How careful we should be in all our friendships—how thoughtful, how forbearing, how considerate, how charitable! We should not judge others; and if we are misjudged we should not complain—but wait quietly for the fuller revealing which some day will come.
We are moving toward a day—when every veil shall be taken away. The veil of flesh shall be torn away at the touch of death, and the real self shall pass out into clear vision. Then shall we know, even as also we are known. We do not see realities while in this life; death is the great revealer.
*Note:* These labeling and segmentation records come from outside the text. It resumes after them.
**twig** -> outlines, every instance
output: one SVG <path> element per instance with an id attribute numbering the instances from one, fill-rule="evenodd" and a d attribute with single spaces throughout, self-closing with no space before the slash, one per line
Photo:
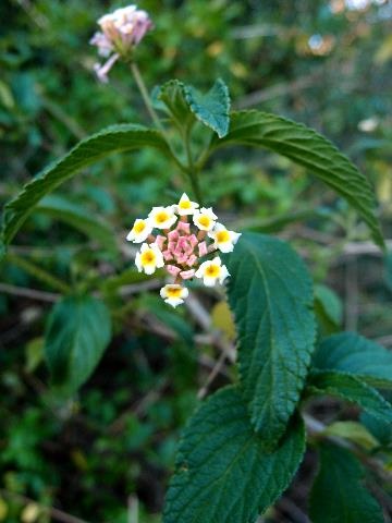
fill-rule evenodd
<path id="1" fill-rule="evenodd" d="M 128 497 L 128 514 L 127 514 L 127 522 L 128 523 L 138 523 L 139 518 L 139 509 L 138 509 L 138 498 L 137 496 L 130 496 Z"/>
<path id="2" fill-rule="evenodd" d="M 345 265 L 345 329 L 357 330 L 358 325 L 358 266 L 352 258 Z"/>
<path id="3" fill-rule="evenodd" d="M 322 438 L 328 439 L 329 441 L 332 441 L 339 447 L 343 447 L 344 449 L 351 450 L 357 458 L 359 458 L 359 460 L 362 460 L 366 465 L 368 465 L 370 469 L 377 472 L 377 474 L 382 479 L 384 479 L 385 482 L 392 481 L 392 474 L 383 467 L 380 461 L 376 460 L 375 458 L 370 458 L 367 454 L 364 454 L 357 446 L 355 446 L 351 441 L 347 441 L 346 439 L 340 438 L 339 436 L 329 436 L 324 434 L 327 426 L 322 422 L 319 422 L 318 419 L 310 416 L 309 414 L 304 413 L 303 418 L 304 418 L 307 431 L 310 436 L 316 436 L 316 437 L 321 436 Z"/>
<path id="4" fill-rule="evenodd" d="M 9 283 L 0 283 L 0 292 L 13 294 L 14 296 L 40 300 L 41 302 L 57 302 L 61 297 L 60 294 L 56 294 L 54 292 L 37 291 L 36 289 L 27 289 L 24 287 L 11 285 Z"/>

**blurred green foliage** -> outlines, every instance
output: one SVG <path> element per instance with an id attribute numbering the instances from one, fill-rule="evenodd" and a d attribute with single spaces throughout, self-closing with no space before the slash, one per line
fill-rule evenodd
<path id="1" fill-rule="evenodd" d="M 113 69 L 109 85 L 93 74 L 97 57 L 88 40 L 96 20 L 122 4 L 1 2 L 2 203 L 79 138 L 113 123 L 147 121 L 125 66 Z M 234 108 L 261 108 L 322 132 L 376 185 L 391 235 L 389 2 L 364 10 L 345 9 L 340 0 L 145 0 L 139 7 L 156 25 L 138 49 L 149 88 L 172 77 L 209 88 L 220 76 Z M 282 158 L 241 148 L 221 153 L 201 183 L 233 227 L 294 241 L 317 281 L 334 290 L 319 288 L 317 296 L 326 331 L 343 316 L 345 327 L 392 344 L 382 262 L 363 243 L 367 230 L 332 192 Z M 132 510 L 140 523 L 159 521 L 179 430 L 213 350 L 208 340 L 196 349 L 196 326 L 186 313 L 168 312 L 155 294 L 119 296 L 120 285 L 143 278 L 126 270 L 128 262 L 108 247 L 108 235 L 122 243 L 135 217 L 183 188 L 179 173 L 154 153 L 119 155 L 62 186 L 57 200 L 42 202 L 17 235 L 0 268 L 8 291 L 40 289 L 49 300 L 64 282 L 91 291 L 103 285 L 114 339 L 93 379 L 64 403 L 48 388 L 44 365 L 49 304 L 0 290 L 0 521 L 45 523 L 52 506 L 91 522 L 125 523 Z M 84 212 L 78 227 L 66 220 L 70 206 Z M 99 217 L 106 236 L 88 216 Z M 216 303 L 206 299 L 207 306 Z M 169 327 L 176 341 L 149 329 L 151 323 Z"/>

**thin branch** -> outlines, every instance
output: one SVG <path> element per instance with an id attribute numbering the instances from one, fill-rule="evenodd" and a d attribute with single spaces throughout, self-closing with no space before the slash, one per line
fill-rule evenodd
<path id="1" fill-rule="evenodd" d="M 0 283 L 0 292 L 12 294 L 14 296 L 29 297 L 41 302 L 57 302 L 61 294 L 54 292 L 37 291 L 36 289 L 27 289 L 24 287 L 11 285 L 9 283 Z"/>
<path id="2" fill-rule="evenodd" d="M 338 436 L 329 436 L 326 434 L 327 426 L 309 414 L 304 413 L 303 418 L 309 436 L 322 437 L 329 441 L 332 441 L 339 447 L 351 450 L 360 461 L 363 461 L 368 467 L 372 469 L 385 482 L 392 481 L 392 474 L 383 467 L 383 464 L 379 460 L 365 454 L 356 445 L 346 439 Z"/>

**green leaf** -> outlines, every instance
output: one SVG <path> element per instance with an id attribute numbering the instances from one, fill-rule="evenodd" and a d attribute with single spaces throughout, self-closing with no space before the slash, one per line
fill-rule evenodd
<path id="1" fill-rule="evenodd" d="M 229 132 L 230 95 L 225 83 L 217 80 L 207 95 L 201 95 L 192 85 L 186 87 L 186 101 L 197 120 L 212 129 L 219 138 Z"/>
<path id="2" fill-rule="evenodd" d="M 392 405 L 372 387 L 345 373 L 317 372 L 309 376 L 309 391 L 356 403 L 368 414 L 392 423 Z"/>
<path id="3" fill-rule="evenodd" d="M 2 219 L 2 243 L 9 244 L 38 202 L 78 170 L 112 153 L 147 146 L 170 156 L 162 135 L 158 131 L 142 125 L 113 125 L 79 142 L 69 154 L 44 169 L 5 205 Z"/>
<path id="4" fill-rule="evenodd" d="M 115 251 L 115 234 L 111 227 L 99 216 L 95 217 L 85 207 L 70 202 L 64 196 L 53 194 L 45 196 L 37 205 L 36 211 L 63 221 L 107 248 Z"/>
<path id="5" fill-rule="evenodd" d="M 363 412 L 360 414 L 360 423 L 377 438 L 383 446 L 392 446 L 392 424 L 371 416 Z"/>
<path id="6" fill-rule="evenodd" d="M 323 340 L 313 366 L 320 370 L 355 374 L 373 387 L 392 388 L 392 352 L 354 332 L 342 332 Z"/>
<path id="7" fill-rule="evenodd" d="M 284 433 L 316 336 L 309 275 L 284 242 L 244 233 L 229 257 L 229 303 L 252 423 L 268 443 Z"/>
<path id="8" fill-rule="evenodd" d="M 111 338 L 110 314 L 93 296 L 68 296 L 48 318 L 45 354 L 53 386 L 77 390 L 98 365 Z"/>
<path id="9" fill-rule="evenodd" d="M 301 123 L 260 111 L 231 113 L 230 133 L 212 138 L 212 149 L 233 144 L 260 146 L 306 167 L 314 175 L 343 196 L 383 246 L 375 215 L 375 195 L 368 179 L 327 138 Z"/>
<path id="10" fill-rule="evenodd" d="M 186 86 L 183 82 L 170 80 L 159 88 L 157 97 L 164 104 L 179 126 L 187 127 L 195 121 L 195 115 L 186 101 Z"/>
<path id="11" fill-rule="evenodd" d="M 335 332 L 342 324 L 342 303 L 326 285 L 315 285 L 315 313 L 326 333 Z"/>
<path id="12" fill-rule="evenodd" d="M 181 126 L 187 126 L 196 118 L 220 138 L 229 132 L 230 95 L 222 80 L 217 80 L 206 95 L 192 85 L 172 80 L 161 87 L 158 98 Z"/>
<path id="13" fill-rule="evenodd" d="M 313 523 L 383 523 L 382 510 L 364 486 L 365 471 L 345 449 L 320 446 L 320 470 L 310 494 Z"/>
<path id="14" fill-rule="evenodd" d="M 304 451 L 302 421 L 267 452 L 240 390 L 220 390 L 183 434 L 163 523 L 254 523 L 287 488 Z"/>
<path id="15" fill-rule="evenodd" d="M 336 436 L 348 439 L 367 450 L 375 449 L 380 443 L 369 430 L 358 422 L 335 422 L 328 425 L 323 431 L 327 436 Z"/>

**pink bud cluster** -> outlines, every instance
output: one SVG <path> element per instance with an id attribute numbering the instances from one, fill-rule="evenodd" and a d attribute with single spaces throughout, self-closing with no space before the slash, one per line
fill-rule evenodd
<path id="1" fill-rule="evenodd" d="M 164 267 L 173 277 L 173 283 L 161 289 L 161 296 L 173 306 L 188 295 L 181 284 L 184 280 L 199 278 L 207 287 L 223 283 L 230 275 L 220 257 L 204 258 L 233 251 L 241 235 L 218 223 L 211 208 L 198 207 L 183 194 L 179 204 L 154 207 L 146 219 L 137 219 L 127 235 L 134 243 L 145 242 L 135 259 L 139 271 L 151 275 Z M 157 229 L 159 233 L 154 234 Z"/>
<path id="2" fill-rule="evenodd" d="M 90 44 L 97 46 L 98 54 L 108 60 L 103 64 L 96 63 L 94 69 L 98 78 L 107 83 L 113 64 L 119 58 L 128 60 L 132 57 L 135 46 L 152 28 L 152 22 L 146 11 L 128 5 L 105 14 L 98 25 L 101 31 L 93 36 Z"/>

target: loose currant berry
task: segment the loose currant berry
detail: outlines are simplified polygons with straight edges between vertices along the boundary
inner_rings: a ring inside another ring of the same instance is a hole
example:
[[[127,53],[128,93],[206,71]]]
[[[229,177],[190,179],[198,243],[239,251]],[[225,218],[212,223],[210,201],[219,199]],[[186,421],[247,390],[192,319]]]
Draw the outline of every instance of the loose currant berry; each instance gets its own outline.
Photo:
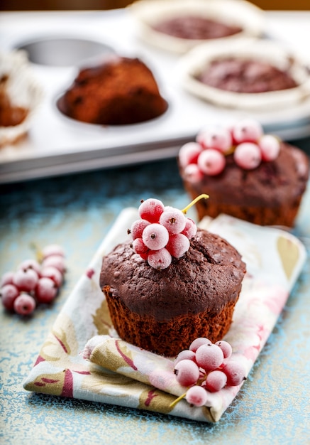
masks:
[[[8,311],[13,311],[14,301],[18,295],[19,291],[13,284],[5,284],[0,289],[0,296],[2,304]]]
[[[229,130],[221,127],[203,130],[198,134],[196,140],[204,149],[214,149],[222,153],[229,151],[233,144]]]
[[[214,149],[204,150],[198,157],[198,166],[206,175],[214,176],[223,171],[226,165],[225,156]]]
[[[182,235],[184,235],[189,240],[191,240],[197,232],[197,226],[195,222],[190,218],[187,218],[185,223],[185,227],[184,230],[181,232]]]
[[[160,224],[154,223],[148,225],[142,234],[144,244],[151,250],[160,250],[169,241],[169,232]]]
[[[140,218],[150,222],[158,222],[160,215],[164,211],[164,205],[159,199],[150,198],[139,206]]]
[[[43,267],[41,270],[40,278],[50,278],[57,287],[60,287],[62,284],[62,274],[60,272],[58,269],[52,266]]]
[[[160,250],[151,250],[148,255],[148,263],[154,269],[162,270],[171,264],[172,257],[165,247]]]
[[[19,315],[31,315],[35,309],[35,301],[28,294],[21,294],[14,301],[14,311]]]
[[[233,127],[233,137],[236,144],[256,142],[262,134],[262,126],[253,119],[240,120]]]
[[[130,230],[130,233],[131,234],[133,240],[135,240],[135,238],[142,238],[142,234],[144,229],[150,224],[150,222],[146,220],[137,220],[136,221],[134,221],[131,225]]]
[[[220,391],[227,382],[227,376],[220,370],[211,371],[206,378],[205,387],[211,392]]]
[[[55,267],[61,274],[65,271],[65,258],[62,255],[50,255],[42,262],[42,267]]]
[[[265,134],[258,141],[258,146],[262,153],[262,161],[274,161],[280,151],[280,143],[274,136]]]
[[[170,235],[175,235],[184,230],[186,218],[179,209],[166,207],[160,215],[160,223],[166,227]]]
[[[197,159],[202,151],[202,147],[196,142],[188,142],[183,145],[179,151],[179,161],[182,167],[190,163],[197,163]]]
[[[199,368],[192,360],[184,359],[175,365],[175,374],[182,386],[194,385],[199,377]]]
[[[196,351],[196,362],[205,371],[212,371],[218,368],[224,360],[221,348],[214,344],[199,346]]]
[[[195,407],[203,407],[208,401],[208,393],[201,386],[192,386],[187,390],[185,399]]]
[[[205,337],[198,337],[198,338],[195,338],[195,340],[194,340],[194,341],[192,341],[190,344],[189,350],[192,350],[196,353],[199,346],[201,346],[202,345],[211,344],[212,342],[209,338],[206,338]]]
[[[183,171],[184,177],[187,181],[196,183],[204,177],[204,173],[196,163],[189,163]]]
[[[220,340],[219,341],[216,341],[215,344],[222,350],[224,358],[229,358],[229,357],[231,357],[233,353],[233,348],[228,341]]]
[[[180,353],[178,353],[175,360],[175,365],[177,365],[182,360],[192,360],[193,362],[195,361],[195,353],[192,350],[189,350],[189,349],[184,349]]]
[[[19,269],[14,274],[13,283],[20,291],[30,292],[35,289],[38,278],[33,269]]]
[[[56,296],[57,290],[52,279],[43,277],[38,282],[35,296],[39,303],[50,303]]]
[[[182,233],[177,233],[170,235],[166,249],[175,258],[181,258],[189,249],[189,245],[187,237]]]
[[[253,170],[260,165],[262,155],[259,146],[252,142],[243,142],[236,148],[233,153],[236,163],[245,170]]]

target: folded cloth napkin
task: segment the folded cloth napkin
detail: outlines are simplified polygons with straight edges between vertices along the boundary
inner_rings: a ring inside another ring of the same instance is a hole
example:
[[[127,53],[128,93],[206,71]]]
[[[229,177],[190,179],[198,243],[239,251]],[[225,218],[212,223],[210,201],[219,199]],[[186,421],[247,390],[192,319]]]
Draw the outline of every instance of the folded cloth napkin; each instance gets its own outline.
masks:
[[[148,409],[203,422],[217,422],[241,385],[211,395],[193,407],[173,372],[173,360],[121,340],[111,324],[99,277],[102,257],[128,236],[138,218],[123,210],[57,317],[24,382],[29,391]],[[290,233],[222,215],[199,225],[226,238],[247,264],[233,321],[224,340],[248,375],[272,331],[306,260],[302,243]]]

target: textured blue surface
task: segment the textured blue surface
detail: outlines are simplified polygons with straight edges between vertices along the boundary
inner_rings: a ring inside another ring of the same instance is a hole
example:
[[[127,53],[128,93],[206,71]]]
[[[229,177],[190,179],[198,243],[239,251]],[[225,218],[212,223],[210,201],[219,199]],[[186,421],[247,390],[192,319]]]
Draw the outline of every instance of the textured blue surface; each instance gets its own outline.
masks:
[[[296,143],[308,153],[309,139]],[[22,382],[66,298],[120,210],[157,197],[189,202],[175,160],[2,186],[0,273],[33,257],[33,245],[58,243],[67,273],[55,303],[29,318],[1,310],[0,443],[309,443],[310,260],[250,378],[215,424],[120,407],[28,393]],[[310,239],[310,190],[295,230]]]

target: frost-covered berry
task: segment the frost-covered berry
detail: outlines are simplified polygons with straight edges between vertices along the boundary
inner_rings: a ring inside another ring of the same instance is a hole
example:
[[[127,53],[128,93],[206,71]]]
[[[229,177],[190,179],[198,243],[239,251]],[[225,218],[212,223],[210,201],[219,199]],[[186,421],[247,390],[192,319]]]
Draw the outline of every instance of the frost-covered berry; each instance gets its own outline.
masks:
[[[50,303],[57,295],[57,286],[50,278],[43,277],[38,282],[35,296],[40,303]]]
[[[179,161],[182,167],[190,163],[196,163],[197,159],[202,151],[202,147],[196,142],[188,142],[183,145],[179,151]]]
[[[33,269],[18,269],[14,274],[13,283],[20,291],[30,292],[35,289],[38,279]]]
[[[181,258],[189,249],[189,240],[182,233],[171,235],[166,249],[175,258]]]
[[[150,224],[143,230],[142,240],[151,250],[162,249],[169,241],[169,232],[160,224]]]
[[[150,198],[139,206],[140,218],[150,222],[158,222],[160,215],[164,211],[164,205],[159,199]]]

In that life of full revealing—we shall no more wear veils, hiding us from each other. There shall be no mystery there—our knowledge of each other, shall be full. There shall be no hiding of goodness or excellence, behind blemishes or faults. No one shall be misunderstood. No motives shall be misconstrued. There shall be no misjudging, no wrong interpretation of acts. There shall be no veils between friends, leading to alienation and separation. Friendships shall have nothing there to hinder their perfect fellowship. Lives kept apart here through misunderstandings or incompatibility, shall there find the best in each other, and be knit together in love.
There is one eye from which there are no veils; nothing hides any life, any nook or cranny of any life—from Christ. To Him all is as open as noon-day. He never fails to see the evil in us which may be hidden from human vision, nor the good in us which may be obscured by our faults or frailties. He never misunderstands us, never misjudges us. He loves us, too, with all our faults; for He knows what He can make even of our weakness and our failures. We can, therefore, entrust our life, as it is, with Christ, knowing that in Him—our holiest interests shall be safe.